If I've got 2 rows with the values 'Tunesien' and 'Türkei' and I query against 'Tü%', I get both records as result, although I would expect to get only 'Türkei' returned.
[28 Jul 2005 12:14] Marko Mäkelä
Are you sure that the non-ASCII characters in the script are encoded in utf8 and not e.g. latin1? Do something like SELECT HEX('ü') in the script and compare the result against a hex dump (od -t x1) of the script.
[28 Jul 2005 12:25] Markus Popp
I've tested the following in MySQL query browser.

When I make 'show variables', all character settings are 'utf8' and collation is generally 'utf8_general_ci'. Also my 'waehrungen' table is set to utf8, so nothing else should be involved here anywhere.

select hex('ü');

returns 'C3BC'. If I extract the 'ü' from 'Türkei' (from the 'waehrungen' table) and put it into the hex-function:

SELECT hex(substring(land, 2, 1)) FROM waehrungen

I also get 'C3BC'.
[28 Jul 2005 13:04] Marko Mäkelä
If you submit the query to the query browser, will it then work properly? If yes, then it is probable that the character set has been misconfigured on the PHP side. Can you execute those queries in a PHP script?
[28 Jul 2005 15:14] Markus Popp
No, I've tested those examples with QueryBrowser and it returns both rows, although I should only get 'Türkei'.
[29 Jul 2005 6:57] Marko Mäkelä
Sorry, I didn't read the original description carefully enough. It wasn't a character encoding issue after all.

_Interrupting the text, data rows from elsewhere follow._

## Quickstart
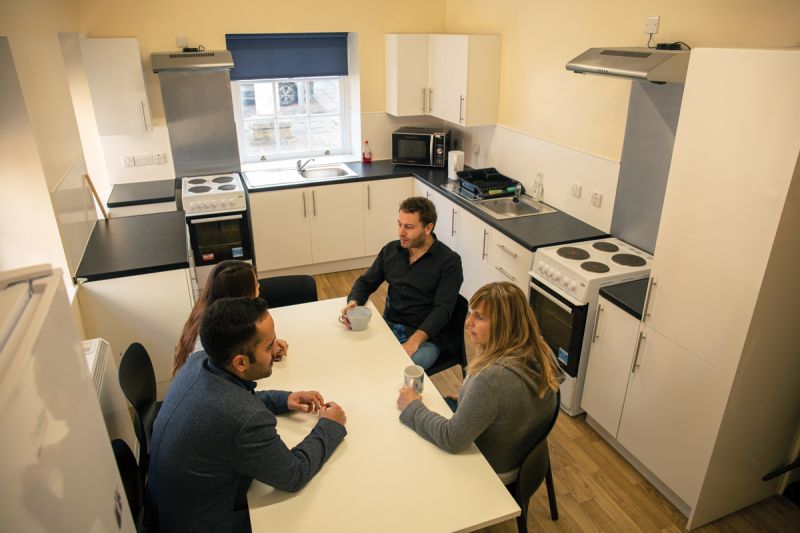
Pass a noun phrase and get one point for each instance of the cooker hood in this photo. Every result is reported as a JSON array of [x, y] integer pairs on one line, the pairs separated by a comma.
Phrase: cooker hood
[[642, 64], [206, 59]]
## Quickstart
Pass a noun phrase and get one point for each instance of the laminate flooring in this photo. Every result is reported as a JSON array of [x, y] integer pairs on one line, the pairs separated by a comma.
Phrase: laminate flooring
[[596, 489]]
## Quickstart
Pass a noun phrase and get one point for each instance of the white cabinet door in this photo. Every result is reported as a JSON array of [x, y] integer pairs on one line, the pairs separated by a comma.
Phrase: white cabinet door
[[382, 201], [473, 245], [149, 309], [406, 74], [609, 367], [337, 222], [281, 228], [116, 81], [509, 261], [672, 413]]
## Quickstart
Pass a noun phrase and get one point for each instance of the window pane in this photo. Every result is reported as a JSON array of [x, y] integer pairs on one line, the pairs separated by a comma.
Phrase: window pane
[[292, 98], [324, 96], [326, 133]]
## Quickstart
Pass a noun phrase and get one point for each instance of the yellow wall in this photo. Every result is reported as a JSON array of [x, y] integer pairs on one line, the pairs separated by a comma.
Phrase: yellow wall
[[156, 23], [539, 97]]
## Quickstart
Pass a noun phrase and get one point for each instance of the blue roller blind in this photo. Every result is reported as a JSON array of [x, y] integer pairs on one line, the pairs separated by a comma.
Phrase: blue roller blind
[[287, 55]]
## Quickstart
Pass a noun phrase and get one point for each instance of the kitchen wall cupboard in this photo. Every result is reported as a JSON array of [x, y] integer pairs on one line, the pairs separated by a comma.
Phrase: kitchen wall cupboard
[[149, 308], [312, 225], [710, 405], [452, 77], [116, 81], [381, 204]]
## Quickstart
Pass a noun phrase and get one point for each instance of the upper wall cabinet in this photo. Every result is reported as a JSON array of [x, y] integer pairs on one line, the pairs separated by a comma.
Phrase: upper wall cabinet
[[116, 81], [452, 77]]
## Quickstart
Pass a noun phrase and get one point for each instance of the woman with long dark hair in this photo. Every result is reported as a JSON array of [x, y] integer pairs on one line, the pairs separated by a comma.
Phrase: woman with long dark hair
[[229, 279], [509, 393]]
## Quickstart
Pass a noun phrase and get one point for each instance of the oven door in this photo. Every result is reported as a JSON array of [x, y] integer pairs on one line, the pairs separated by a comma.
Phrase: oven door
[[563, 324], [215, 238]]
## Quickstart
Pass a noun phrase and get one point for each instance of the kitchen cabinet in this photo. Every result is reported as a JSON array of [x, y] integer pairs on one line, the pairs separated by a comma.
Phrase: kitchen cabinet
[[148, 308], [446, 214], [610, 358], [116, 81], [461, 75], [281, 228], [382, 201]]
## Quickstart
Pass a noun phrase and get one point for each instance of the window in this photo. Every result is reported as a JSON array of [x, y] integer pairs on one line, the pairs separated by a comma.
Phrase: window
[[291, 117], [290, 94]]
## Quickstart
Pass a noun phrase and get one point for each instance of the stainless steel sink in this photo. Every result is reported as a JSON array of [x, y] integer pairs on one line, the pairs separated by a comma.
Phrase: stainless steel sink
[[503, 208], [327, 171]]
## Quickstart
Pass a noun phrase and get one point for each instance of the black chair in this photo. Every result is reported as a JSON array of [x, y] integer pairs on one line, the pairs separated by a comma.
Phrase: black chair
[[452, 340], [138, 382], [535, 469], [279, 291], [131, 480]]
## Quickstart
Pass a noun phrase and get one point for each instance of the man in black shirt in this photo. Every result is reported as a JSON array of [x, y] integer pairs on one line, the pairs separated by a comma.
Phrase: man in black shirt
[[424, 276]]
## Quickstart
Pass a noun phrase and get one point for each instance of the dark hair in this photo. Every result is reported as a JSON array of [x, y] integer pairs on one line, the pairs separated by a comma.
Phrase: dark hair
[[228, 279], [228, 328], [421, 205]]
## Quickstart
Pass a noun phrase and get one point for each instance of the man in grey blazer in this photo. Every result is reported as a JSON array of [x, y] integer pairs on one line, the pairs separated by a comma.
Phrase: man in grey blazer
[[215, 433]]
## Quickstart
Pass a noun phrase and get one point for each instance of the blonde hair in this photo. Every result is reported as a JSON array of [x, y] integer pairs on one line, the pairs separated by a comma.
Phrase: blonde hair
[[514, 335]]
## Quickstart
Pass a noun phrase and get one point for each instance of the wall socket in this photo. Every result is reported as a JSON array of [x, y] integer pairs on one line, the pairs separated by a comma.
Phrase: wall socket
[[140, 160]]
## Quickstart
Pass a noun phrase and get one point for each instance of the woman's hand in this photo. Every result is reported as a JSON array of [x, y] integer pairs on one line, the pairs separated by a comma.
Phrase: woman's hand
[[407, 395]]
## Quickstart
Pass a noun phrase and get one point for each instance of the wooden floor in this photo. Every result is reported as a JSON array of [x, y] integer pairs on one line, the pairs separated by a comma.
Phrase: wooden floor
[[596, 489]]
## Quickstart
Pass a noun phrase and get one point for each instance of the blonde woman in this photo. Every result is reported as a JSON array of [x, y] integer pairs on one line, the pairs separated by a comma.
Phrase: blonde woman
[[509, 393]]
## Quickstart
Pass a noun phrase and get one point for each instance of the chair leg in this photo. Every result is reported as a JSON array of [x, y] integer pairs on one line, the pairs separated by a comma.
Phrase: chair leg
[[551, 493]]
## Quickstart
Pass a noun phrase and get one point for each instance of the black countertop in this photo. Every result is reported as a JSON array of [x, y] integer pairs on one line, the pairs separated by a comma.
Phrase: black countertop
[[531, 232], [129, 246], [145, 192], [628, 296]]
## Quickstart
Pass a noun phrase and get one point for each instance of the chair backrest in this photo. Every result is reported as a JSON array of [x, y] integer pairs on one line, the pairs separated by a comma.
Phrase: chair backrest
[[279, 291], [131, 479], [137, 378]]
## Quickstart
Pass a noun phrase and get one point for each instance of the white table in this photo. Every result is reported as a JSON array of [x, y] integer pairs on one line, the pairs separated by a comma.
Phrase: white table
[[383, 477]]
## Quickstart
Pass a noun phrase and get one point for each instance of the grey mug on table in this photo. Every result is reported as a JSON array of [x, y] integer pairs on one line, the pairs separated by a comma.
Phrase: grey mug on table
[[413, 377], [359, 317]]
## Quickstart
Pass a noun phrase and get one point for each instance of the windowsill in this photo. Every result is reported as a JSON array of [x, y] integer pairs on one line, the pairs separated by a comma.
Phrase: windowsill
[[280, 164]]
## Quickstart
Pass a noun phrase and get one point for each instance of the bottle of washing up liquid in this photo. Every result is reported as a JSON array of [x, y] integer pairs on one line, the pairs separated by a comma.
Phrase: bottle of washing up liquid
[[366, 153]]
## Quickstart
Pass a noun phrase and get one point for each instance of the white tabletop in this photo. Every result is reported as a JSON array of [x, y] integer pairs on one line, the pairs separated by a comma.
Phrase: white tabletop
[[383, 477]]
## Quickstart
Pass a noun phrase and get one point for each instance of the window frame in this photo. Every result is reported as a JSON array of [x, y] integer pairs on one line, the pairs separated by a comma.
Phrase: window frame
[[344, 113]]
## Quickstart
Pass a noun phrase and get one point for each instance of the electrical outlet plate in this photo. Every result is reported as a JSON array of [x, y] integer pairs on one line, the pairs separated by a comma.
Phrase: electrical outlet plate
[[651, 25]]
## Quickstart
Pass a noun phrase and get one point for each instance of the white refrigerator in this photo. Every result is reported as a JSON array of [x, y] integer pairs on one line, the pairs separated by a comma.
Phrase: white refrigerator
[[57, 468]]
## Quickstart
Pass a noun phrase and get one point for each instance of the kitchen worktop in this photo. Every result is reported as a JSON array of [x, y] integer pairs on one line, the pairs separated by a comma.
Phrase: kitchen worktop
[[628, 296], [531, 232], [146, 192], [135, 245]]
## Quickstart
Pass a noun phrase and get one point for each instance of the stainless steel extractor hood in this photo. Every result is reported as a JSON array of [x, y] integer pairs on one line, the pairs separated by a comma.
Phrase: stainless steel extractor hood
[[206, 59], [643, 64]]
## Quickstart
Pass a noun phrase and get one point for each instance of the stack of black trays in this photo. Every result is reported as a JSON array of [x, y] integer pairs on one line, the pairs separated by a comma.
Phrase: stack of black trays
[[486, 183]]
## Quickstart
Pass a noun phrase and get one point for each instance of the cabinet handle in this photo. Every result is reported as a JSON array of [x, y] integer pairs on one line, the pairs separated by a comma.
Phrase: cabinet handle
[[595, 336], [506, 274], [650, 288], [636, 353], [313, 203], [506, 250]]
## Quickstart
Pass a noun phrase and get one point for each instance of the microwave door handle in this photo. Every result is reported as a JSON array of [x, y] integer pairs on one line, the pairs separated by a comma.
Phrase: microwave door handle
[[215, 219], [549, 297]]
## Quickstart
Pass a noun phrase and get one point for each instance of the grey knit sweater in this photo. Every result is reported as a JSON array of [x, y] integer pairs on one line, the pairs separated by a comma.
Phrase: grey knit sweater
[[498, 409]]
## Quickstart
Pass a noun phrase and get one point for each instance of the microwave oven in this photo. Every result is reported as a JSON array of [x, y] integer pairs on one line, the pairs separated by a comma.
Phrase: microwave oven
[[426, 147]]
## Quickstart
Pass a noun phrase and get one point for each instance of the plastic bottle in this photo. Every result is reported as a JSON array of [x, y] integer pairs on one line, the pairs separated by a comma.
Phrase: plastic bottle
[[366, 153]]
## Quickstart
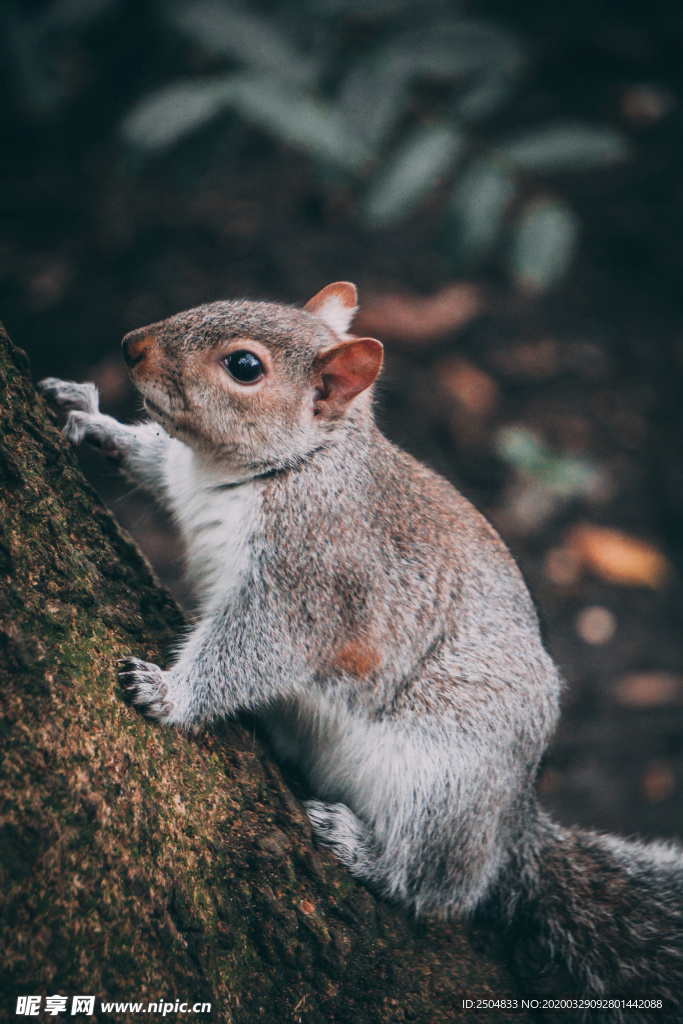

In the default collation of utf8, the umlauted characters are equivalent to the non-umlaut ones. You can force an umlaut-sensitive collation, e.g., like this:

CREATE TABLE `waehrungen` (
  `bezeichnung` varchar(50) NOT NULL default '',
  `land` varchar(50) NOT NULL default '' collate utf8_bin,
  `iso` varchar(3) NOT NULL default '',
  `waehrung` varchar(100) NOT NULL default '',
  PRIMARY KEY  (`bezeichnung`)
) ENGINE=MyISAM DEFAULT CHARSET=utf8;

See the documentation for possible collations. utf8_bin is most probably not what you really want.